Suxamethonium is a drug used to relax muscles during endotracheal intubation or during surgical procedures.
Suxamethonium is a fast-acting muscle relaxant that works by blocking nerve impulse signals from the brain to the muscles. That way, the effect that will occur is paralysis or temporary paralysis. This medicine should only be given by a doctor in a hospital.
What is Suxamethonium
|Category||Neuromuscular blocking agents|
|Used by||Adults and children|
Suxamethonium for pregnant and lactating women
Category C: Animal studies have shown an adverse effect on the fetus, but there have been no controlled studies in pregnant women.
Drugs should only be used if the expected benefit outweighs the risk to the fetus.
It is not yet known whether suxamethonium can be absorbed into breast milk or not. If you are breastfeeding, do not use this medication without first telling your doctor.
Warning Before Using Suxamethonium
Before using this drug, you need to pay attention to the following points:
- Do not use suxamethonium if you are allergic to this drug.
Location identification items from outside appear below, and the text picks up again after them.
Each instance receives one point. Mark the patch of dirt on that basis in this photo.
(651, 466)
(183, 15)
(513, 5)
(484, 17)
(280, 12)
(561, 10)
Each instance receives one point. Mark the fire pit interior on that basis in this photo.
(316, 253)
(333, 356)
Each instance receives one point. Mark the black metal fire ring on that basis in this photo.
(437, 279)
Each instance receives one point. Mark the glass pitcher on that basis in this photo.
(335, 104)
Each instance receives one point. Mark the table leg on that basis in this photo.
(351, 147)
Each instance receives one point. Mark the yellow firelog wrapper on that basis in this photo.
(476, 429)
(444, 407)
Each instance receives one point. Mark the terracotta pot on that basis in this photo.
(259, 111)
Tell your doctor about any history of allergies you have.
- Tell your doctor if you have glaucoma, hyperkalemia , spinal cord injury, a tendency to hyperthermia , Duchenne muscular dystrophy , or congenital myotonia , which are hereditary diseases that make it difficult for muscles to relax after moving (stiff).
- Tell your doctor if you have pseudocholinesterase deficiency, which can be marked by a history of lasting muscle paralysis or weakness after surgery.
- Tell your doctor if you are taking any other medications, supplements, or herbal products.
- Tell your doctor if you are pregnant, breastfeeding or planning a pregnancy.
- Tell your doctor right away if you have an allergic drug reaction or serious side effects after using suxamethonium.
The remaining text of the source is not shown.